Nous roulons dans une bagnole de police qui fend la bise, conduite de deux mains sûres par l’un des perdreaux de la ville. Il a rechargé sa gomina, cézigue, et sa nuque sombre brille comme une peau de dauphin jailli de l’onde. Elle a des reflets bleutés. La radio diffuse un machin à castagnettes. Ça produit des roulements infinis, presque identiques à un solo de batterie. Et puis une voix de gonzesse éclate : « Lalalalère Ollalla lala… » ainsi de suite. Toute l’Espagne ! Pas mal interprété pour une voix de rêve.

Deux poulets en uniforme nous accompagnent. Dans un second véhicule, se trouvent Béru et les deux autres policiers. En plus, on a un motard pour nous ouvrir la route, ce qui est parfaitement superfétatoire, vu qu’excepté une chignole, temps à autre, ou une dame juchée sur un bourricot trottineur, la voie est aussi libre que l’air que nous respirons.

Bon, mes sbires me conduisent à Kabôchâr, du moins à ce village perdu aux confins désertiques que Yamilé me disait s’appeler Kabôchâr.

De jour, je retapisse bien tout, chose que je n’avais pas encore eu l’occasion de réaliser pour l’excellente raison que je ne m’y suis déplacé qu’en cauchemar et de nuit !

Ainsi, lorsqu’on se pointe dans ce village, à la lumière impétueuse du mahomed, je pige subito que les quelques maisons sont fabriquées pour la circonstance. Ça fait décor, comprends-tu ? Et aussi les arbres. Les palmiers ? Bidons ! Plantés là pour la circonstance. Y’a plein de camions bleus, sur lesquels on lit « Les films Paramammouth ». Et des tentes immenses… Des projos en quantité. Des réflecteurs pour balancer les ardeurs du soleil dans les mirettes aux stars… Ça vient, va, court, vole. Ça hurle, ça gesticule. On voit des gnars fardés, avec des kleenex autour du col pour se protéger la limouille. Des types loqués d’uniformes… libyens ? Des jeeps ! Des dromadaires et des ânons parqués.

Sur la droite, une piste conduit à l’endroit où j’ai séjourné. Je reconnais le faux hôpital, la minuscule caserne… Le hangar… Dans le fond une dune. Mais constituée avec un bulldozer, sûrement.

Et puis, comme on continue, voici le grand trou troglodyte. Dedans, sont concentrés techniciens, matériels et acteurs. Les groupes électrogènes cernent l’immense excavation. Au fond des projos arrosent à tout va.

Ils sont en train de tourner une scène où on voit un vieil arbi marteler le cuivre, sous le regard attentif d’une petite fille aux cheveux bouclés. L’actrice principale, c’est Yamilé. Attifée faut voir comme. Du brocard, de la soie, des diadèmes. Y’a un prince charmant qui vient la pêcher dans son trou, à ce que je présume. Il est bathouze tout plein, ressemble à Homard Shériff. Va lui filer sa crevette rose dans pas longtemps, la manière qu’il lui l’enlace la taille et frémit des cils.

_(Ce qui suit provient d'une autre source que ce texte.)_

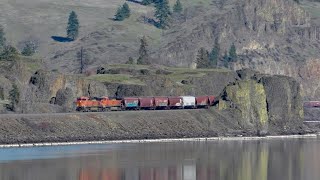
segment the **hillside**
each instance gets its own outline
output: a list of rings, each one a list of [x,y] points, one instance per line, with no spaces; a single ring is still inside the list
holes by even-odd
[[[19,47],[26,39],[39,41],[36,55],[47,70],[77,73],[77,51],[84,47],[89,62],[86,71],[106,64],[124,63],[138,57],[139,39],[145,35],[153,63],[188,67],[200,47],[220,46],[220,57],[235,43],[238,61],[229,68],[252,68],[281,74],[302,83],[306,99],[320,98],[320,3],[304,0],[183,0],[183,16],[173,18],[169,30],[146,22],[154,7],[128,2],[132,16],[116,22],[112,18],[118,0],[0,0],[0,23],[7,39]],[[170,5],[174,3],[170,1]],[[80,37],[59,42],[66,36],[70,11],[80,21]],[[54,40],[55,39],[55,40]],[[222,62],[220,62],[221,64]]]

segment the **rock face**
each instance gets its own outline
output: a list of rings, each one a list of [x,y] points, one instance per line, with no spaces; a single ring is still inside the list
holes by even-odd
[[[220,46],[220,56],[237,48],[238,61],[230,68],[294,77],[306,99],[320,98],[320,31],[293,0],[215,1],[210,11],[169,30],[155,55],[163,64],[188,66],[199,48]],[[284,13],[285,12],[285,13]],[[167,42],[167,43],[165,43]],[[221,62],[222,64],[222,62]]]
[[[234,112],[241,127],[256,130],[258,135],[302,131],[303,102],[297,81],[252,71],[238,73],[245,78],[225,88],[219,101],[220,110]]]

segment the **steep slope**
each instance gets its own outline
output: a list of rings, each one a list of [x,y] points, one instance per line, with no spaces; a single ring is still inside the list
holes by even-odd
[[[223,2],[168,32],[156,59],[188,66],[200,47],[218,43],[222,56],[235,43],[239,56],[231,69],[288,75],[303,84],[308,98],[320,97],[320,31],[309,13],[292,0]]]

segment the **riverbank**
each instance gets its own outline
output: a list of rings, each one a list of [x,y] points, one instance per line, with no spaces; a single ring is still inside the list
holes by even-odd
[[[254,141],[254,140],[274,140],[274,139],[302,139],[319,138],[319,134],[305,135],[284,135],[265,137],[208,137],[208,138],[179,138],[179,139],[140,139],[140,140],[113,140],[113,141],[83,141],[83,142],[52,142],[52,143],[28,143],[28,144],[0,144],[0,148],[14,147],[41,147],[41,146],[69,146],[69,145],[89,145],[89,144],[124,144],[124,143],[157,143],[157,142],[189,142],[189,141]]]
[[[241,124],[236,113],[210,109],[1,115],[0,144],[130,141],[208,137],[254,137],[312,133],[302,122]],[[289,126],[290,125],[290,126]]]

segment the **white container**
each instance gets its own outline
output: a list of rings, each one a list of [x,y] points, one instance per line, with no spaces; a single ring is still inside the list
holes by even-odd
[[[194,96],[180,96],[182,98],[182,106],[185,107],[196,107],[196,97]]]

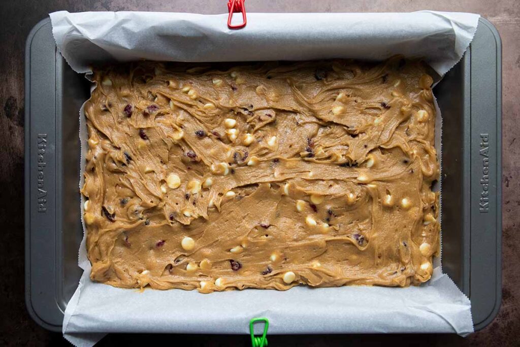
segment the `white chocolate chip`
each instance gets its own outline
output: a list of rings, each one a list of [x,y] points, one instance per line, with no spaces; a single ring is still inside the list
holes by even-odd
[[[430,263],[430,262],[423,263],[421,264],[421,269],[423,271],[428,271],[431,266],[432,264]]]
[[[197,264],[194,263],[190,262],[186,265],[186,271],[188,272],[193,272],[197,270]]]
[[[274,147],[276,145],[276,136],[271,136],[267,140],[267,145],[270,147]]]
[[[249,161],[248,161],[248,166],[253,166],[258,164],[259,161],[259,160],[258,160],[258,158],[253,156],[253,157],[251,157],[251,159],[249,159]]]
[[[349,205],[352,205],[356,202],[356,196],[354,195],[353,193],[348,193],[347,194],[347,203],[348,203]]]
[[[200,262],[200,266],[203,270],[209,270],[211,268],[211,261],[209,259],[203,259]]]
[[[435,217],[433,216],[433,215],[431,213],[428,213],[424,216],[424,220],[423,221],[423,224],[424,225],[427,225],[428,224],[434,223],[435,222]]]
[[[96,217],[92,213],[89,213],[87,212],[85,214],[85,216],[83,217],[85,220],[85,223],[86,224],[92,224],[96,220]]]
[[[199,97],[199,94],[195,89],[190,89],[190,91],[188,92],[188,96],[190,97],[190,99],[194,100]]]
[[[288,271],[283,274],[283,281],[288,285],[292,283],[295,279],[296,275],[292,271]]]
[[[200,191],[200,181],[197,179],[192,179],[188,182],[188,185],[186,186],[186,189],[192,194],[197,194]]]
[[[430,255],[431,251],[432,246],[427,242],[421,243],[421,246],[419,246],[419,251],[421,252],[421,254],[423,255],[426,256]]]
[[[213,104],[208,102],[207,104],[204,104],[204,106],[202,106],[202,108],[206,111],[213,111],[213,110],[216,109],[216,107],[215,107],[215,105]]]
[[[386,207],[390,207],[394,204],[394,198],[392,195],[387,194],[385,198],[383,200],[383,205]]]
[[[285,195],[289,195],[289,183],[285,183],[283,185],[283,194],[285,194]]]
[[[408,198],[403,198],[401,200],[401,207],[405,210],[408,210],[412,205],[412,203]]]
[[[180,246],[184,249],[191,251],[195,247],[195,241],[191,237],[186,236],[180,241]]]
[[[217,87],[222,87],[224,84],[224,82],[219,79],[213,79],[212,82],[213,82],[213,84]]]
[[[426,122],[430,118],[428,112],[424,110],[419,110],[415,114],[417,116],[417,120],[421,123]]]
[[[307,216],[305,217],[305,224],[309,226],[316,226],[318,225],[316,223],[316,220],[312,217],[311,216]]]
[[[103,81],[101,81],[101,84],[106,87],[111,86],[112,85],[112,80],[108,77],[105,77],[103,79]]]
[[[347,99],[347,96],[345,95],[345,93],[342,92],[337,95],[336,97],[336,101],[340,101],[341,102],[345,102],[348,101]]]
[[[176,174],[171,173],[166,178],[166,184],[172,189],[175,189],[180,186],[180,178]]]
[[[230,249],[229,251],[231,252],[231,253],[242,253],[242,251],[244,249],[241,246],[237,246],[237,247],[233,247],[232,248]]]
[[[255,137],[251,134],[246,134],[244,135],[244,139],[242,140],[242,143],[244,146],[249,146],[255,140]]]
[[[209,188],[211,187],[213,184],[213,180],[212,178],[206,178],[206,181],[204,181],[204,183],[202,184],[202,187],[204,188]]]
[[[168,81],[168,86],[170,87],[170,88],[173,88],[174,89],[176,89],[179,87],[179,84],[177,83],[176,81],[173,81],[172,80],[170,80],[170,81]]]
[[[184,132],[182,130],[179,130],[178,131],[174,132],[172,137],[173,137],[173,139],[178,140],[181,139],[184,136]]]
[[[237,125],[237,121],[232,118],[226,118],[224,120],[224,125],[228,129],[235,127]]]
[[[344,111],[345,111],[345,108],[343,106],[337,106],[332,108],[332,114],[336,115],[342,113]]]
[[[226,176],[229,173],[229,167],[227,163],[217,163],[211,164],[211,171],[213,173]]]
[[[368,160],[367,161],[367,167],[370,169],[375,163],[375,157],[374,157],[373,155],[371,154],[369,155],[367,158],[368,158]]]
[[[146,143],[144,140],[139,139],[137,142],[137,149],[144,149],[146,148]]]
[[[315,203],[318,205],[323,202],[325,198],[322,195],[318,195],[317,194],[312,194],[310,196],[310,201],[313,202],[313,203]]]
[[[216,287],[219,289],[222,289],[224,288],[224,280],[218,277],[215,280],[215,286]]]
[[[365,176],[365,175],[363,175],[363,174],[361,174],[359,175],[359,176],[358,176],[357,178],[356,178],[356,179],[357,179],[358,181],[359,181],[361,183],[364,183],[365,182],[368,182],[368,181],[369,181],[368,180],[368,177],[367,177],[366,176]]]

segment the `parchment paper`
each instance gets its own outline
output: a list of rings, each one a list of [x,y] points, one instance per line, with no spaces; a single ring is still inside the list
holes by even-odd
[[[439,75],[461,58],[478,16],[421,11],[400,14],[249,14],[231,31],[227,15],[142,12],[50,14],[58,49],[77,72],[96,62],[146,59],[186,61],[381,60],[396,54],[424,57]],[[436,126],[440,155],[440,117]],[[86,140],[82,109],[80,138]],[[84,169],[82,146],[82,171]],[[80,186],[83,178],[80,179]],[[82,209],[83,204],[82,203]],[[83,210],[82,210],[83,212]],[[268,333],[456,332],[473,331],[469,300],[442,273],[407,288],[347,286],[281,292],[122,289],[90,280],[85,271],[69,301],[64,336],[90,346],[109,332],[248,333],[249,320],[269,319]]]

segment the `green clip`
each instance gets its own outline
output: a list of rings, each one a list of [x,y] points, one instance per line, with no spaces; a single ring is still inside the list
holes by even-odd
[[[253,325],[257,323],[263,323],[265,324],[264,326],[264,333],[262,334],[262,337],[255,336],[255,330]],[[264,347],[267,345],[267,338],[265,336],[267,335],[268,328],[269,319],[266,318],[254,318],[249,321],[249,331],[251,333],[251,345],[253,347]]]

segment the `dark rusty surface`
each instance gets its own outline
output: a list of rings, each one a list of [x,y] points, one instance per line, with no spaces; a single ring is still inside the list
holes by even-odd
[[[64,9],[222,13],[226,0],[2,0],[0,6],[0,345],[58,345],[61,333],[29,317],[24,301],[23,69],[25,38],[47,14]],[[520,345],[520,2],[518,0],[248,0],[256,12],[399,11],[420,9],[479,13],[491,21],[503,46],[502,302],[487,328],[466,338],[454,335],[271,336],[269,346]],[[245,336],[110,335],[99,345],[152,343],[250,345]]]

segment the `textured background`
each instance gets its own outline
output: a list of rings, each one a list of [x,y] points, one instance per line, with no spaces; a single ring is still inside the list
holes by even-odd
[[[0,345],[56,345],[61,334],[40,327],[25,307],[23,277],[23,69],[25,38],[48,13],[148,10],[217,14],[226,0],[0,0]],[[463,339],[453,335],[271,336],[270,346],[398,343],[520,345],[520,1],[518,0],[247,0],[251,12],[385,12],[431,9],[478,13],[493,23],[503,45],[503,289],[498,316]],[[517,140],[516,138],[518,139]],[[515,174],[515,173],[517,173]],[[251,345],[245,336],[110,335],[99,345],[148,343]]]

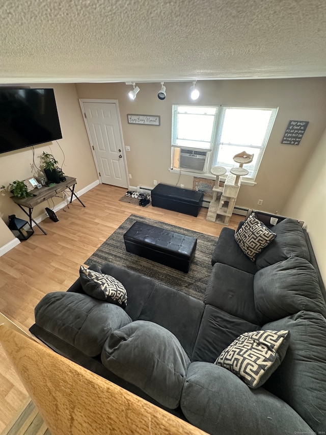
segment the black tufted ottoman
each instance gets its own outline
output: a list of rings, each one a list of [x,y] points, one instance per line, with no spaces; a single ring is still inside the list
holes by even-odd
[[[186,273],[197,244],[195,237],[141,222],[135,222],[123,238],[127,252]]]

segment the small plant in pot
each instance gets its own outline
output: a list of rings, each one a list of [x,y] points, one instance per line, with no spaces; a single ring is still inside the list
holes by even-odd
[[[52,183],[60,183],[58,172],[58,160],[55,159],[52,154],[43,151],[40,156],[41,165],[43,166],[46,178]]]
[[[19,181],[18,180],[13,181],[7,187],[2,186],[1,189],[4,189],[12,193],[16,198],[27,198],[28,196],[33,196],[33,194],[28,191],[27,186],[23,181]]]

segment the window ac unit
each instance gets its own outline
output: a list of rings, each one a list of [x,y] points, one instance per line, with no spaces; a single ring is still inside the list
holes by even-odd
[[[181,148],[180,153],[180,168],[203,172],[207,152],[206,151],[194,151],[193,149]]]

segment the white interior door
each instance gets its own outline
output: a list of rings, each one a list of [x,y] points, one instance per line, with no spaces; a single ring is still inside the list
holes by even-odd
[[[102,183],[128,186],[117,105],[81,101],[84,120]]]

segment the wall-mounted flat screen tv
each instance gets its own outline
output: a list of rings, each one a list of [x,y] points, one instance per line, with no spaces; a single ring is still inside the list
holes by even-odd
[[[62,138],[53,89],[0,87],[0,153]]]

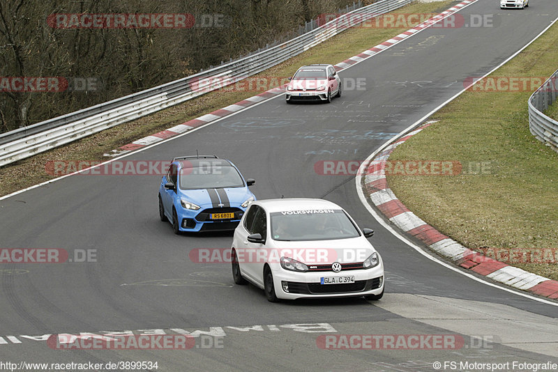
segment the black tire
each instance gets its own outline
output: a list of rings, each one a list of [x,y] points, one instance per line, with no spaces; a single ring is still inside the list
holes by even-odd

Un mec aboie des ordres. Un gros, avec une forte moustache. Le docteur Baloche ! Il porte une visière verte sur le front pour se protéger la frime des ardeurs du soleil. C’est lui qui crie « Moteur » ! Et, quand une voix a annoncé « Ça tourne », il dit encore « Partez » ! Alors Yamilé et le prince charmant, beau comme un mannequin de la Samaritaine déguisé en comte Persan, émergent du trou. S’approchent du vieux tapoteur de cuivre. Elle s’incline devant lui. Il a un geste genre bénisseur, le côté « Va et qu’Allah fasse gaffe à tes os, ma poule. » Le prince pose la main droite sur sa poitrine et s’incline aussi. C’est beau. On devine que ç’aura du succès et que la téloche rachètera un bon prix.

Je vais d’émerveillements en surprises, moi, pour changer. Figure-toi que, dans ce nouveau songe en scope couleur, y’a une fille blonde assise dans un fauteuil de toile. Une belle blonde qui n’est autre qu’Evelyne-Jeanne. Et puis, à l’écart, dans un coin d’ombre, je retapisse la jument verte qui, armée d’une houpette aussi grosse que les miennes, tartine la hure d’un comédien habillé en eunuque.